A story about equivocations. We see the character in an American campus, which
indicates a privileged emigration, and therefore a colonial patronage: an American degree
will help you to have a successful live even in Nigeria if you decide to come back (many
didn’t). In this story we have once more the problem of the VISA.
The privileged elite. Religious conflicts as well: she does not practice catholicism but
she has a personal crisis and goes back to the church, where she finds that many of the
priests’ names are Irish, so we confirm that the church is catholic. We see here the conversion
of the indigenous people. She meets a young man who is panthagostal and for her he looks
like a religious fanatic.
- American campus.
- Nigerians that go to these universities will be very successful in Nigeria.
- Colonial patronage.
- Hegemony, people are willing to do it in order to improve their life conditions.
- Problem with the visa, his own visa has expired and he can be expelled.
- Inspectors to check papers, they are immediately returned to the country.
- Risks entailed in this experience.
- Religious conflict, the protagonist is not very religious, she does not practice her
Catholicism but she has a personal crisis because her boyfriend has left her and she
goes to a Catholic church. The young man the she meets is Pentecost. Very curious
combination.
➔ 2nd passage:
- Earlier in the story we were informed that he husband comes from a family with many
miscarriages, but the blame is on the woman. They relate infertility to guilt.
- Polygamy – she cannot have children and their cousins suggest the husband to look
for a second wife. Polygamy as pre-colonial practice. Example of how polygamy was
a common practice in Africa before the arrival of the colonizers.
- The wife is very submissive, she accepts the polygamous situation, she is willing to
look for a second wife and she also accepts the cousins even though she doesn’t like
them.
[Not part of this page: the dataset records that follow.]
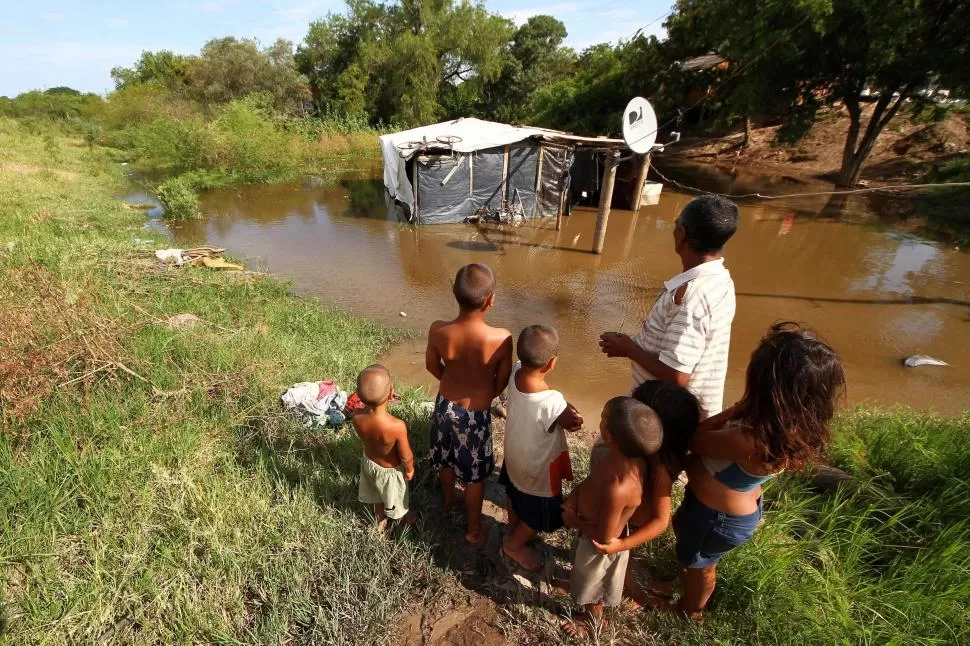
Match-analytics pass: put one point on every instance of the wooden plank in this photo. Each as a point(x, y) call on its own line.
point(640, 183)
point(505, 173)
point(606, 198)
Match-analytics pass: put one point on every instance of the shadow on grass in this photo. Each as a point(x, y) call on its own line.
point(326, 462)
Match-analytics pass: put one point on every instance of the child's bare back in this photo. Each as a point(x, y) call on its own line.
point(381, 434)
point(610, 495)
point(387, 463)
point(474, 357)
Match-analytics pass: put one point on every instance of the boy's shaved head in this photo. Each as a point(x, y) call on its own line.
point(537, 345)
point(634, 426)
point(474, 283)
point(374, 385)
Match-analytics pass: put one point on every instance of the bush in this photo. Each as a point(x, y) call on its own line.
point(179, 199)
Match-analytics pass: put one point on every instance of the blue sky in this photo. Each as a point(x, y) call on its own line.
point(49, 43)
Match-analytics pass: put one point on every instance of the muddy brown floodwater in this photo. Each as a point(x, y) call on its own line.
point(876, 294)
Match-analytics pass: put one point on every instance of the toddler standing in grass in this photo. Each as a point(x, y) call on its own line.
point(680, 413)
point(473, 361)
point(387, 463)
point(781, 423)
point(536, 454)
point(604, 502)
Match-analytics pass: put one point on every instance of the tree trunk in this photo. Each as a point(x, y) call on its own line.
point(853, 156)
point(747, 132)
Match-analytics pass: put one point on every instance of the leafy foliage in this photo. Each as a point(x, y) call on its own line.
point(399, 63)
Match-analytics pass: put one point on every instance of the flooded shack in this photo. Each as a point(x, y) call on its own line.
point(470, 169)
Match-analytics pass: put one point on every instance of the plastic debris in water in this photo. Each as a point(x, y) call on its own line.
point(786, 224)
point(918, 360)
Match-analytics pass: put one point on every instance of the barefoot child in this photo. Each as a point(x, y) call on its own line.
point(605, 501)
point(536, 454)
point(781, 423)
point(387, 461)
point(473, 361)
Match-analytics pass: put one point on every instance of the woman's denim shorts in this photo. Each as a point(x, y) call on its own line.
point(704, 535)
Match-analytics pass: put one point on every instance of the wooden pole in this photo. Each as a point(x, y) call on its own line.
point(640, 183)
point(606, 199)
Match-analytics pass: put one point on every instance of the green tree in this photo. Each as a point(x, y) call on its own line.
point(535, 58)
point(400, 62)
point(164, 68)
point(810, 52)
point(230, 68)
point(606, 77)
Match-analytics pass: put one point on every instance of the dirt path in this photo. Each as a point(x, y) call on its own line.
point(901, 153)
point(495, 602)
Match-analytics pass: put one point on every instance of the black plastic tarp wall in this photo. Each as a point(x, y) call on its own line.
point(452, 187)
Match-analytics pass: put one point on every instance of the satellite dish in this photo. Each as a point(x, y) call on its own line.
point(639, 125)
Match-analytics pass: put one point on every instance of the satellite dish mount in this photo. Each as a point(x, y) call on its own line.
point(639, 126)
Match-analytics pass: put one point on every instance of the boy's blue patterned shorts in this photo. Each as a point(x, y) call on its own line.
point(462, 440)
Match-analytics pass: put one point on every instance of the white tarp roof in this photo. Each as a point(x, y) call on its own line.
point(474, 134)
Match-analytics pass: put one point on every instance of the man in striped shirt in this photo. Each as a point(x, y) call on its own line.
point(686, 336)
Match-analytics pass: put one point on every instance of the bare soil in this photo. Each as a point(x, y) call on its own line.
point(902, 153)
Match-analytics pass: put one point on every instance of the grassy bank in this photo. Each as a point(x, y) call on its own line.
point(141, 494)
point(151, 492)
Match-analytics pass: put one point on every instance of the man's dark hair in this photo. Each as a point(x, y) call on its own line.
point(634, 426)
point(474, 283)
point(679, 412)
point(537, 345)
point(709, 222)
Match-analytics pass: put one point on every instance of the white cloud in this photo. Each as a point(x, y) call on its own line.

Very submissive wives' in the pre-colonial situation.
- Little sorority between women. Women talk about her, blaming her.
➔ 3rd passage:
- We see the class distinctions, Adichie in presenting this pre-colonial society is not
idealizing it because of the critics against patriarchy, very clear presentation of social
discrimination of descendants of slaves.
- Arrival of colonizers, traders that do trade but also bring guns. Later we see that they
are missionaries too. Effect that the arrival is going to have on the population.
➔ 4th passage:
- Patriarchal society in which again in which the one who have responsibility is the
wife.
- Superstition works, she has the baby that she wants.
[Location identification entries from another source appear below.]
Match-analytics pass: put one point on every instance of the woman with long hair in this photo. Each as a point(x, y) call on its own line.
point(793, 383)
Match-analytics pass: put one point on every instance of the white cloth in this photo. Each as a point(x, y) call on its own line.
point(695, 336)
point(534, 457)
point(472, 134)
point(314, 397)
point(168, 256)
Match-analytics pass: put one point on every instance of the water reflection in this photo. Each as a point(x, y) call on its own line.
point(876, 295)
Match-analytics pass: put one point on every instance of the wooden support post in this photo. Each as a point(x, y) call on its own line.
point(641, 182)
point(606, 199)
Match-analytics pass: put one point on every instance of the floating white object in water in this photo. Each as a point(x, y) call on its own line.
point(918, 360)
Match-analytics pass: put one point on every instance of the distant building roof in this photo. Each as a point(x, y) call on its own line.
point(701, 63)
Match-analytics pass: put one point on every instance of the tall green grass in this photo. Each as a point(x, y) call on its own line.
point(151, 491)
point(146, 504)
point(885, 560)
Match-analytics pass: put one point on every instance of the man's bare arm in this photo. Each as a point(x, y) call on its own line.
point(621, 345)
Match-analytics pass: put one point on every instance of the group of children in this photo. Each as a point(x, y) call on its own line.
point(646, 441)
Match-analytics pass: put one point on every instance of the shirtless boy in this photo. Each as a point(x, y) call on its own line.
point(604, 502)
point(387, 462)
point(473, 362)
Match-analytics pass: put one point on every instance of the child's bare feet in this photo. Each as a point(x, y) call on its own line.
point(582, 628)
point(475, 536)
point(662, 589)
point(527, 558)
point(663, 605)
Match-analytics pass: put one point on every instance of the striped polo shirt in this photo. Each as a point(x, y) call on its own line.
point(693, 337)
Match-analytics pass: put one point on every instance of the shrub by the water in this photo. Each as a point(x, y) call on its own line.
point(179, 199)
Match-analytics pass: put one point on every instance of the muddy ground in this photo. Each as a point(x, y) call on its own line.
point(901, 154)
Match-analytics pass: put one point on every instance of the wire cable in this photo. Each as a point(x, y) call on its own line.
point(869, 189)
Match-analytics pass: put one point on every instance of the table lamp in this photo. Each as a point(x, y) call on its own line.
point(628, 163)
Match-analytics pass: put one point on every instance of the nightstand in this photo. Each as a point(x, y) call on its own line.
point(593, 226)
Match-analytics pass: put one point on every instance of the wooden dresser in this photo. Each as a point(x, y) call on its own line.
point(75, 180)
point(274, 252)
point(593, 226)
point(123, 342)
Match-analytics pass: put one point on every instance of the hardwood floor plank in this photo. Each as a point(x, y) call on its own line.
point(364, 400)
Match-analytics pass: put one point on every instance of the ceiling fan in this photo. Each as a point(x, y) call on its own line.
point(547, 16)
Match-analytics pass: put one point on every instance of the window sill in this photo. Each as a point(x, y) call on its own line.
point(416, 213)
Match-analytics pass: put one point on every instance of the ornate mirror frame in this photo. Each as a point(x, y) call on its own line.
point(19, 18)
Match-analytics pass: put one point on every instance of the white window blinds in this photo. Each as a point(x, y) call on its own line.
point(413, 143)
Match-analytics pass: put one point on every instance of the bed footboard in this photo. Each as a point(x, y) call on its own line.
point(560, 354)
- If they suspect the husband is the one with the problem for reproduction then wives
will take lovers, even if they do that the purpose is not to blame their husband and not
to carry the blame themselves. Then the husband can officially marry other women
but the wife cannot in order to guarantee reproduction – patriarchal society.
➔ 5th passage:
- Situation of women that have no children, see themselves in the position of
committing suicide, critic of nativism.
- Pagan society, the earth god.
- Use of poisons.
- We see a society with many internal conflicts.
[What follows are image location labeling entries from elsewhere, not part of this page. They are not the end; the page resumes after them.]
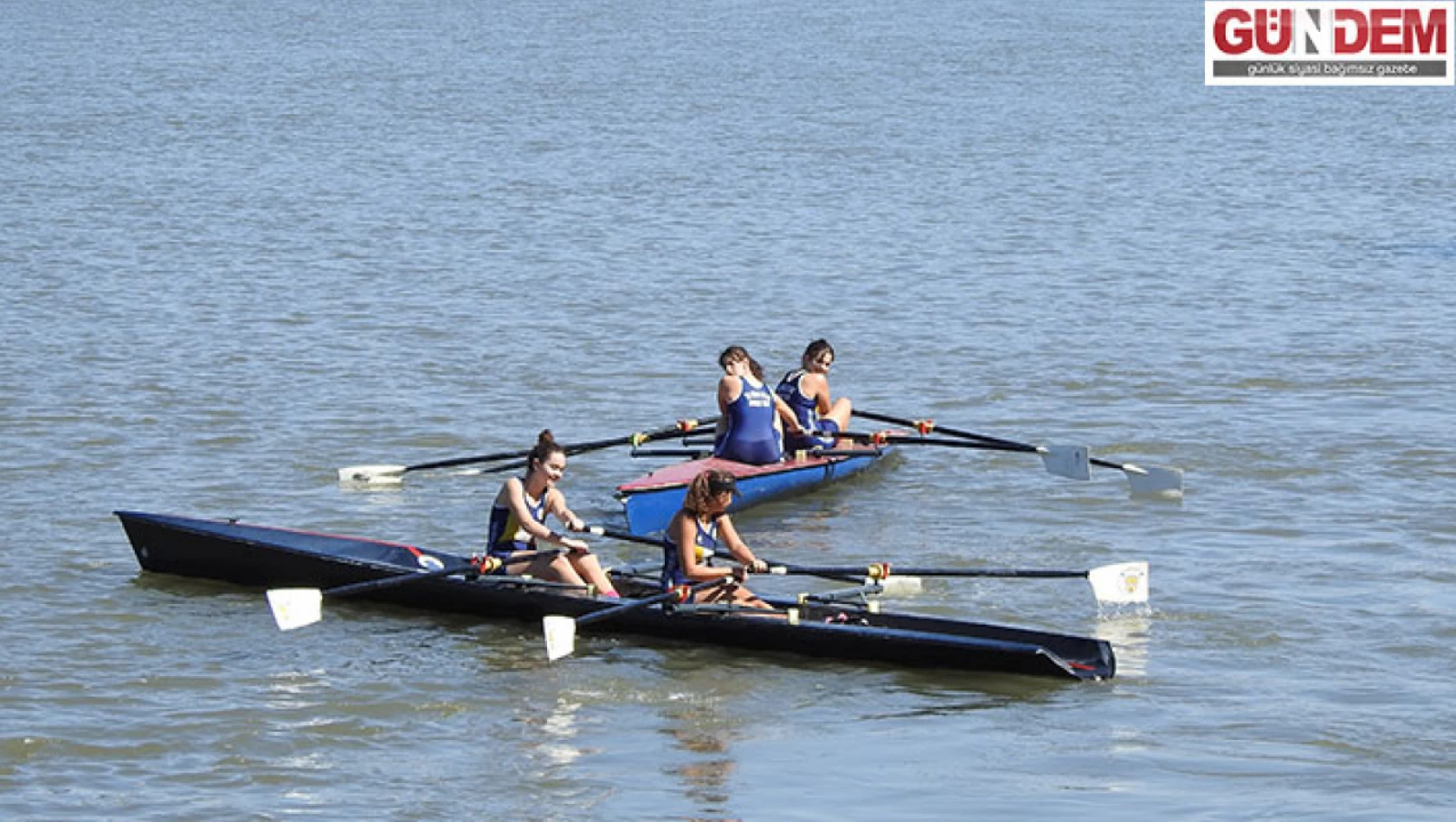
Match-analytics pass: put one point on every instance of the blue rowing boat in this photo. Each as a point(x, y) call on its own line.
point(650, 502)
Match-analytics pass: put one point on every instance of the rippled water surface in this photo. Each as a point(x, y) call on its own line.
point(243, 245)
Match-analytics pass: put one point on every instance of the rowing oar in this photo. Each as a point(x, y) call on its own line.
point(1063, 460)
point(561, 632)
point(382, 474)
point(1120, 584)
point(299, 607)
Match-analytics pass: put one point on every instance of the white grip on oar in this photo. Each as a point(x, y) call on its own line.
point(373, 474)
point(1072, 461)
point(1123, 584)
point(296, 607)
point(1153, 482)
point(561, 636)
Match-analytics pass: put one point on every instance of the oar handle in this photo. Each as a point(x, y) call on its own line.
point(482, 566)
point(625, 537)
point(903, 440)
point(883, 570)
point(399, 580)
point(926, 427)
point(576, 448)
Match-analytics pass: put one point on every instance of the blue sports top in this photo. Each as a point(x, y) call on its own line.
point(751, 435)
point(705, 540)
point(807, 412)
point(507, 536)
point(802, 405)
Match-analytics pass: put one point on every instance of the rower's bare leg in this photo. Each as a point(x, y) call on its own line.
point(841, 412)
point(590, 569)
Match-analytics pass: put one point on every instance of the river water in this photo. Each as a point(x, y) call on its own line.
point(248, 243)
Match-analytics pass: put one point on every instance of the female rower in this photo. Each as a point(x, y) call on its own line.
point(749, 428)
point(699, 527)
point(519, 523)
point(805, 392)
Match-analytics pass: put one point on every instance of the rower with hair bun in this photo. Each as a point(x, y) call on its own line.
point(805, 390)
point(519, 523)
point(751, 428)
point(696, 530)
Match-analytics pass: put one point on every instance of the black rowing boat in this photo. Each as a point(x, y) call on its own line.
point(281, 557)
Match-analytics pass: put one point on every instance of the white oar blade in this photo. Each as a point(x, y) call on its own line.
point(373, 474)
point(897, 585)
point(1071, 461)
point(296, 607)
point(1153, 482)
point(561, 636)
point(1123, 584)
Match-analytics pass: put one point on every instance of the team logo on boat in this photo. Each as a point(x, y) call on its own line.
point(1282, 42)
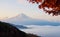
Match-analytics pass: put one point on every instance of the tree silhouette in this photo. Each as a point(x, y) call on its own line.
point(50, 6)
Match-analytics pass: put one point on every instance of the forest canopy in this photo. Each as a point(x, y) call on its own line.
point(49, 6)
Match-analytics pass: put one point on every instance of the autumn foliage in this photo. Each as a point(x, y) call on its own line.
point(50, 6)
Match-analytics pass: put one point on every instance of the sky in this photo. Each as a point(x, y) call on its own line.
point(11, 8)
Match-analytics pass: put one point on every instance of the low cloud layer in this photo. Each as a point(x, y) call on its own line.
point(44, 31)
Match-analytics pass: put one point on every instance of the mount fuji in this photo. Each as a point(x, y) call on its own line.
point(23, 19)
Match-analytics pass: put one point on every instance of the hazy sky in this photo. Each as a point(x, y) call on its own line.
point(11, 8)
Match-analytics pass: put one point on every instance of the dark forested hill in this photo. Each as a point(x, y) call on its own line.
point(7, 30)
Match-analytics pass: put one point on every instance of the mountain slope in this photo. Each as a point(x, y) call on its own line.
point(22, 19)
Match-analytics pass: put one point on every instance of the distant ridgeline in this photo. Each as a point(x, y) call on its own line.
point(7, 30)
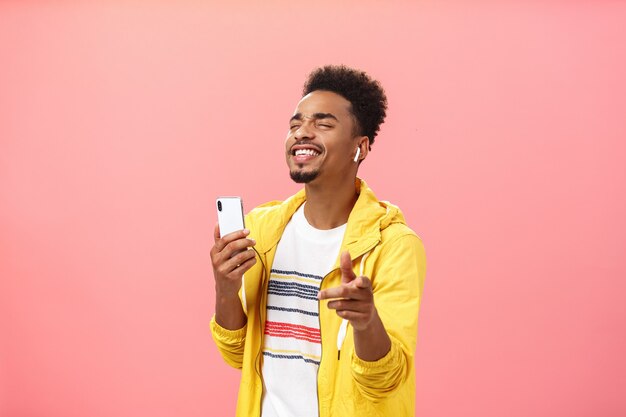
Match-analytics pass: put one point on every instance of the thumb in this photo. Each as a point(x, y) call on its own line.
point(345, 263)
point(216, 232)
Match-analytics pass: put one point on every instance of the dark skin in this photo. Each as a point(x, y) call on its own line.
point(321, 143)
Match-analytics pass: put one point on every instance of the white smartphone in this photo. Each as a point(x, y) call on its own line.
point(229, 214)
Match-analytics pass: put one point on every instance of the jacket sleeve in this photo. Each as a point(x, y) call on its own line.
point(397, 281)
point(230, 343)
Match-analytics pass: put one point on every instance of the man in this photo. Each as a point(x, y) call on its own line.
point(326, 323)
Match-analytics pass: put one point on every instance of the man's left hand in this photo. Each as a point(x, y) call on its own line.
point(353, 299)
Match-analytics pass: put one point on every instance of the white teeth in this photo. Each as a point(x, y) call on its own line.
point(309, 152)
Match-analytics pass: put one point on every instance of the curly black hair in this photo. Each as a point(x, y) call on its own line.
point(369, 103)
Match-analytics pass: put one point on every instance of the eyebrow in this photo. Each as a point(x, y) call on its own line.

- The wife is very much aware of the conflicts.
➔ 6th passage:
- The protagonist wants the white men guns to kill the cousins. She wants to have
revenge.
- We clearly see the exploitation, taking the possessions and lands from the natives,
exploitation of properties.
- First references to the schools. How schools are in the hands of colonizers.
- References to slavery.
In exam: Situate the historical moment: the story takes place in post-colonial Nigeria
after the independence (in exam brief reference to the colonial history of the country ex:
British colony from this period to this one.) also identify the main theme of the story and
whether the main theme is affected or not by the colonial experience. Clarify which
information is in the passage and which elsewhere.